Where does the band draw the most influence from musically?
Geo Hewitt: (Foundation album) When the Smoke Clears, (Kickback album) Les 150 Passions Meurtrières, and (Buried Alive album) Death of Your Perfect World are probably the biggest inspirations as far as chord choice and drum parts.
For arrangement, I took a lot from Deftones songs, analyzing song structures and bringing certain parts back to hit harder. Artwork and horror films also play a big part. Certain images can inspire verses in my head or make me want to come up with a guitar part that would be played over whatever I’m watching. Zach and I obsess over the same types of movies and try to find shit that’s shocking with insane imagery.

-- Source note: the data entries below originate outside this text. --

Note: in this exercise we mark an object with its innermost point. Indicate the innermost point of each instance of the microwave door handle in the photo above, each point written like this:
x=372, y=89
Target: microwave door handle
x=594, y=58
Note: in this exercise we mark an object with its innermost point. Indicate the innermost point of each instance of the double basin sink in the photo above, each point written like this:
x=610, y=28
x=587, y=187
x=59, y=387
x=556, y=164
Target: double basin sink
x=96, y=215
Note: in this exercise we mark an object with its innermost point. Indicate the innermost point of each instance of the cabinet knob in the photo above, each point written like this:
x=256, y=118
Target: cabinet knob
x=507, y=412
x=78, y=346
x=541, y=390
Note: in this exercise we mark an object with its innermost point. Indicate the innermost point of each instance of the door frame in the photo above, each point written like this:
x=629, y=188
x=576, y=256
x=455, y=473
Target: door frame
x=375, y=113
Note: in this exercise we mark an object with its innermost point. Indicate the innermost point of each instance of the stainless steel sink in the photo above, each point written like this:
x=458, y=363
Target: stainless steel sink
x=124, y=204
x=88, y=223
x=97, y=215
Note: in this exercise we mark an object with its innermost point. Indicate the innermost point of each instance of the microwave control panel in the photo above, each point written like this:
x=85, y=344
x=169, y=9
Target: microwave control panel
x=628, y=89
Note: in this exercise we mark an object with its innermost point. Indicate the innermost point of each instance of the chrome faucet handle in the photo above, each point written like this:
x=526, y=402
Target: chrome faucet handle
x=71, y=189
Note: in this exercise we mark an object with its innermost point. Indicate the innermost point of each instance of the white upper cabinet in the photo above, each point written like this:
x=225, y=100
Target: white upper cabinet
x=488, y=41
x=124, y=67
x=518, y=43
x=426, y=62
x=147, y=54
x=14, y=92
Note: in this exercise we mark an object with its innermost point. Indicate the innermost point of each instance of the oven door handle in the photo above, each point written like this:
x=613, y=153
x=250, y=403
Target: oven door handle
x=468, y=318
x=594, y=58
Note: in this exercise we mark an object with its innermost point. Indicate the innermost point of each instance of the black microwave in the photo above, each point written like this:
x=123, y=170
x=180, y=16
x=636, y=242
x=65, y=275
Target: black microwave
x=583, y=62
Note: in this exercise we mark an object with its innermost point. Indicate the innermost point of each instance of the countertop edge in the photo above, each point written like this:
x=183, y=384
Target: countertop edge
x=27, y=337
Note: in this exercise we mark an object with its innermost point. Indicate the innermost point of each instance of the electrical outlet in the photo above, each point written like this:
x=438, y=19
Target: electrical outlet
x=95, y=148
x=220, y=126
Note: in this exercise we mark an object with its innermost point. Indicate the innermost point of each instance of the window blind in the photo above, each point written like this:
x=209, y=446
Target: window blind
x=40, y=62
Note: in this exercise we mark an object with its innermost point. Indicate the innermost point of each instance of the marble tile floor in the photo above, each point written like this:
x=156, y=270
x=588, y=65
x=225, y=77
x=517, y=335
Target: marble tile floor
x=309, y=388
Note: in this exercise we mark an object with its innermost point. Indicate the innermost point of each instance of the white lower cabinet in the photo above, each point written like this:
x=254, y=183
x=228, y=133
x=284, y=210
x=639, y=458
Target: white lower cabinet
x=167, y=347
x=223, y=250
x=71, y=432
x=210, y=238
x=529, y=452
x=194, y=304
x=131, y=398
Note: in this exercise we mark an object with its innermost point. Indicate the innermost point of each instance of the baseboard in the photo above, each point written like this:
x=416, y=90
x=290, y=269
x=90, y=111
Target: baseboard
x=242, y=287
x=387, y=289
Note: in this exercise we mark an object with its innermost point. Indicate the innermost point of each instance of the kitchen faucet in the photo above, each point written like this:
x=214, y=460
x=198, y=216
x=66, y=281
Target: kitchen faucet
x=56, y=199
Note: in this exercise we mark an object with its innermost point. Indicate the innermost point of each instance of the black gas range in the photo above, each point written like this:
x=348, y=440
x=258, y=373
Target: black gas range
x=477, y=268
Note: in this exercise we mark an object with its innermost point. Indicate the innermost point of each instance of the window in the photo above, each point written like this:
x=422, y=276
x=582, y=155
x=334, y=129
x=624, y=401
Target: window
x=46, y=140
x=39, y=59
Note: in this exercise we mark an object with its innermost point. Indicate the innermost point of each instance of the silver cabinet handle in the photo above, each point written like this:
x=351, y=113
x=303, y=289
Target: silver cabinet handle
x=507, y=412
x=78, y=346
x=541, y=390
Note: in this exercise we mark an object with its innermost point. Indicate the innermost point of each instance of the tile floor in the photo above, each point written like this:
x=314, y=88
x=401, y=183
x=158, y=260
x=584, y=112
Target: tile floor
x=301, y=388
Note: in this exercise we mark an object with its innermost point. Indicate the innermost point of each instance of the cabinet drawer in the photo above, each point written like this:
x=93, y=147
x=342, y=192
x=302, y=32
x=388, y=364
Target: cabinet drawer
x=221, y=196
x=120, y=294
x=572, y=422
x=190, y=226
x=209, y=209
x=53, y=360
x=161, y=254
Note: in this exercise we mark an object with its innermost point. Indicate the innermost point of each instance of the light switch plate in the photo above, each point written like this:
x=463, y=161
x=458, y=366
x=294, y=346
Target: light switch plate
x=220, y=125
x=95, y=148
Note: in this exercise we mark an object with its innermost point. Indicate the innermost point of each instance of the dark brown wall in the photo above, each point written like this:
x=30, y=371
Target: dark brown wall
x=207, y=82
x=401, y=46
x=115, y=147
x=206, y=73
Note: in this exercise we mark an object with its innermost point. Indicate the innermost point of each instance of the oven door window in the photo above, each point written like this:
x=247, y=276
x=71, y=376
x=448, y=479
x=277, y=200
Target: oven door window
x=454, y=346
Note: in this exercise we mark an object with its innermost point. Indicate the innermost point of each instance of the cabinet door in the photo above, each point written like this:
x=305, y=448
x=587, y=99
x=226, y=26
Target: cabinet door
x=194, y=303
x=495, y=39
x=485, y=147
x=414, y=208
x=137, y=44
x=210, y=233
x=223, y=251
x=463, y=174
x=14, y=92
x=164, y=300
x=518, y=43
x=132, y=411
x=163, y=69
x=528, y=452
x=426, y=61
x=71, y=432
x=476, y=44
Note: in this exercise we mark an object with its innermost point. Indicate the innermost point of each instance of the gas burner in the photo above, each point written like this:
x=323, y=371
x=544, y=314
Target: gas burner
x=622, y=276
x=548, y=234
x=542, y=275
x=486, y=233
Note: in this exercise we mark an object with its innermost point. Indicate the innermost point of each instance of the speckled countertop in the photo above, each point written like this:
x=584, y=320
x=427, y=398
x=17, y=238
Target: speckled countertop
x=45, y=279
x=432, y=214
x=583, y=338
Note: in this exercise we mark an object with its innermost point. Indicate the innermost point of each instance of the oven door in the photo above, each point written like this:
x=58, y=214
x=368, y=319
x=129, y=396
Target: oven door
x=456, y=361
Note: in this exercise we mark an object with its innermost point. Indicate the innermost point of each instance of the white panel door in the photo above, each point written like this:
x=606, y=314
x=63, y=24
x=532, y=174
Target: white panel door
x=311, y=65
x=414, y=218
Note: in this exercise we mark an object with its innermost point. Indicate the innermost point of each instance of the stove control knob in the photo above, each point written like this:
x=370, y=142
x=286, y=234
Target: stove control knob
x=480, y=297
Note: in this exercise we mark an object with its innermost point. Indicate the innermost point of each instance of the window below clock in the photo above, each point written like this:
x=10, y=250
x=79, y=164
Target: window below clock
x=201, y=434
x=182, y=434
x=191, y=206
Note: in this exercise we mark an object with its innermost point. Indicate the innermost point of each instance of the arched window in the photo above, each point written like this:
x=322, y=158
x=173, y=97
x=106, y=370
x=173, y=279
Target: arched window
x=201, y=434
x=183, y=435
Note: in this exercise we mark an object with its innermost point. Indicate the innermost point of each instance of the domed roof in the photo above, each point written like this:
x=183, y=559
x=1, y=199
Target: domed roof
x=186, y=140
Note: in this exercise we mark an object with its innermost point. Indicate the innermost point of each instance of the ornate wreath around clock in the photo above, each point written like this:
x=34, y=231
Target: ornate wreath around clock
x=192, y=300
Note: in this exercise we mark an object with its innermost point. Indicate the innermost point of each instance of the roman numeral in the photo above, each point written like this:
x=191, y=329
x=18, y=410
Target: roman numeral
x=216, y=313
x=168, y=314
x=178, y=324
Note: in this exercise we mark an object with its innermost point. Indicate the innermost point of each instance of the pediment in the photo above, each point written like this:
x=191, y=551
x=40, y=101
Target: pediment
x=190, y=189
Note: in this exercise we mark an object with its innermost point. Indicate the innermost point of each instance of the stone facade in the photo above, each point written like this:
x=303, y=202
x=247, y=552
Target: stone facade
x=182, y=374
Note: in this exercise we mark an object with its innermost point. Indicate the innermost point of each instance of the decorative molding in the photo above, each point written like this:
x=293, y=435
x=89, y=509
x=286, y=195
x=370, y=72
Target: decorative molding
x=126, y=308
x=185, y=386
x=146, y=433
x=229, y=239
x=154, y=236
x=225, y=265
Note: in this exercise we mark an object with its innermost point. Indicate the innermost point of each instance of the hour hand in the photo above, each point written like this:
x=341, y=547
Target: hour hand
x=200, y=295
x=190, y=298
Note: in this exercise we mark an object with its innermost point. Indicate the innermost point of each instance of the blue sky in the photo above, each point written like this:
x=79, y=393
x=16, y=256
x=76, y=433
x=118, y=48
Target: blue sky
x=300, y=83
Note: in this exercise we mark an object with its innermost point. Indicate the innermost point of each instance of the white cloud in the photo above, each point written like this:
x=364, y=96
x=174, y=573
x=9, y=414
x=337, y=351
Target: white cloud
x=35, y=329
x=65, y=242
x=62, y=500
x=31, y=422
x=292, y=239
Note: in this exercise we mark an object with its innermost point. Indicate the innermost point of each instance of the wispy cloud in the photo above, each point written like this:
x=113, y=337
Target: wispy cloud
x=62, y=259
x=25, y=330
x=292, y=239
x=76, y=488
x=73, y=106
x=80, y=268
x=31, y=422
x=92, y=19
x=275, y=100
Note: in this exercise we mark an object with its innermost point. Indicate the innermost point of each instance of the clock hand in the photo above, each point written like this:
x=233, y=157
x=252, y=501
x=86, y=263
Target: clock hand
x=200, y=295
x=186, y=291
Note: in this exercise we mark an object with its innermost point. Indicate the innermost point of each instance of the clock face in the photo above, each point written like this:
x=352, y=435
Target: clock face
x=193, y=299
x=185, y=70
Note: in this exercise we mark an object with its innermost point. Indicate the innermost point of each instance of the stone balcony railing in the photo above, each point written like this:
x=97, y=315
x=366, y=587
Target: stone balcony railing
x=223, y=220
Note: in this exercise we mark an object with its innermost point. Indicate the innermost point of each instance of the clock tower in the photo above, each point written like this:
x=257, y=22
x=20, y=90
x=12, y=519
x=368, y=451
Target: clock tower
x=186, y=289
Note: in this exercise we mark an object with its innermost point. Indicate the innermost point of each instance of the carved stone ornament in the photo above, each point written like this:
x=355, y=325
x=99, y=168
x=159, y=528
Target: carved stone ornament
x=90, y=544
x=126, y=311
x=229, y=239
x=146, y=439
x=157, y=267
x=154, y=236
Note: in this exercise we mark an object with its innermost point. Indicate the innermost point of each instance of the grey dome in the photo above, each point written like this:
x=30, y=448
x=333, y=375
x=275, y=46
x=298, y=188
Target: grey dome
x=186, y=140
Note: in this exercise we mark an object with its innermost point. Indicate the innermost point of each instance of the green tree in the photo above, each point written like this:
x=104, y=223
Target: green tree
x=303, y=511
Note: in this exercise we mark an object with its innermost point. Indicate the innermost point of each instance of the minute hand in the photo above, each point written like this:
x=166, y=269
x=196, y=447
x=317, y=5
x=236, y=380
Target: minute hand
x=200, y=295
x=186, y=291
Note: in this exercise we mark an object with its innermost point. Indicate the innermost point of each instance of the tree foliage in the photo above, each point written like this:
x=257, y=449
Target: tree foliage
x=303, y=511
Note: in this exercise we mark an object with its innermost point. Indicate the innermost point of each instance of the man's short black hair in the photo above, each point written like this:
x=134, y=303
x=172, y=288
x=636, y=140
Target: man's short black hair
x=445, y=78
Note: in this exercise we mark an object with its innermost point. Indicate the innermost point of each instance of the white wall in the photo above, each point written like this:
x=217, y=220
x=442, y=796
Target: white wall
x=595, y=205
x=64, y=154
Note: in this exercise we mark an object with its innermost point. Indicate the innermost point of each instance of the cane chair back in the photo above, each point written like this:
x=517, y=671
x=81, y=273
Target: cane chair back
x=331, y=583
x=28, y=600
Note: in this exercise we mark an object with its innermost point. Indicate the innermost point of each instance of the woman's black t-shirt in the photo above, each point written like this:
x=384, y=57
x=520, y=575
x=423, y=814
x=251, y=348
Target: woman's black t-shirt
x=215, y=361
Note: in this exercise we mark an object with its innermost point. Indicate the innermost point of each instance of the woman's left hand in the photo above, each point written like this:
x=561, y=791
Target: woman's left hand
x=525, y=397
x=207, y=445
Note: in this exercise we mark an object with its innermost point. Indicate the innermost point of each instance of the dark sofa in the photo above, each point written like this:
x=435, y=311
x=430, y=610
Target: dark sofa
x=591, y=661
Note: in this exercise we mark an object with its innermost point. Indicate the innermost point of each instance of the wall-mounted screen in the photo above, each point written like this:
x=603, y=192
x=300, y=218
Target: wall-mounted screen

Zach Stachura: Geo is really the one responsible for Hell of Self. He writes and records almost everything. Then Sean learns the drum parts and will add his own spin to everything, then we jam everything and finalize parts together. It’s great to be around someone who knows exactly what they want out of a band, both musically and visually. It’s also fulfiling to have someone who draws influence from similar exploitation film and music outside of hardcore. It all just works very naturally.
What bands were your members in before Hell of Self?
Geo Hewitt: I’ve filled in and played in a few local bands before when I first moved to the states, but technically this is my first real band that I’ve written the music for and played/recorded on. Sean was in Dealbreaker, played bass in Vein, and plays drums in Typecaste. TJ played in Atonement, and currently plays in Rain of Salvation and Adrenaline.
Zach Stachura: Atonement, Guilt Ritual, and currently Rain of Salvation.
Geo, I loved the emotional focus of the EP’s lyrical content. Tell me about the inspiration for these songs.
Geo Hewitt: Thank you, I appreciate that. For me, the main focus of the band is writing about extreme anxiety and emotional issues that I can’t control. Most of the time I find myself expecting the next thing in my life to fall apart and waiting for loved ones to give up on me. Ending my life is something that is constantly on my mind, especially in a manic state.
I’ll usually try to write lyrics as a coping mechanism to calm myself down, so they initially start out pretty chaotic and may even just be keywords or phrases depicting actions that I want to do to myself in that moment.
Then, later on, in a more “sober” state of mind, I’ll reign it in and try to make it more coherent. The goal isn’t so much to tell a story and be very literal with the lyrics, it’s more so just wanting to convey emotion, and trying to paint a picture of what’s going on inside my head. There’s a lot of different concepts I want to write about at some point, but this is the main topic that affects me daily.
You guys recently opened a portion of the Summer of Fear tour with Vatican, Typecaste, and Life’s Question. What was it like touring with those bands, and what were your favorite shows from that run?
Geo Hewitt: Yes, every date that we got to play on Summer of Fear was so much fun. We never expected the reaction or thought anyone would care when we put the EP out back in April. Being able to hang out with and play with some of our best friends every night was unreal. Vatican is incredibly tight and the nicest people, and Typecaste is one of my favorite bands to watch live. Toronto was insane cause the venue was an old movie theater where they had a compilation of gore and horror images looping on a projector above us while we played the set. This was my first time in Canada, and I’m beyond thankful for the experience. Big thanks to State of Mind for making that happen.
Zach Stachura: It was extremely fun to be on the road with our friends. Being able to see Typecaste and Vatican every night was awesome. Two bands with a ton of energy and great stage presence. Like Geo, it was also my first time in Canada. I think my favorite set on the run was at Gold Sounds in Brooklyn. We were all setting up and there didn’t seem to be many people there and then right before the first band went on a bunch of kids showed up out of nowhere and went off.
What are your upcoming shows and tour plans?
Geo Hewitt: Our next show is October 10th with Draw the Line, Kharma, and Reserving Dirtnaps in Amityville, NY. We have a few plans in the works as far as 2020 shows and tours, but the main focus right now is writing the next release.
Tell us about that!
Geo Hewitt: Currently writing! The process is essentially writing “skeletons” of songs and then throwing away ideas that aren’t as good or that are too repetitive, and expanding on ideas that are the better ones. The quality control definitely makes it take longer than just writing a song and putting it out. We already play one of the new songs live and so far it’s my favorite one of the whole set
What other bands in your region do you recommend readers check out?
Geo Hewitt: Hangman, Typecaste, Rain of Salvation, Dilate, Blood Tithe, Buried Dreams, Adrenaline, and Soldier of God.
Zach Stachura: Soul Blind, Age of Apocalypse, Maniac, Dilate, Mourned, Ryan Patrick White, and Hangman.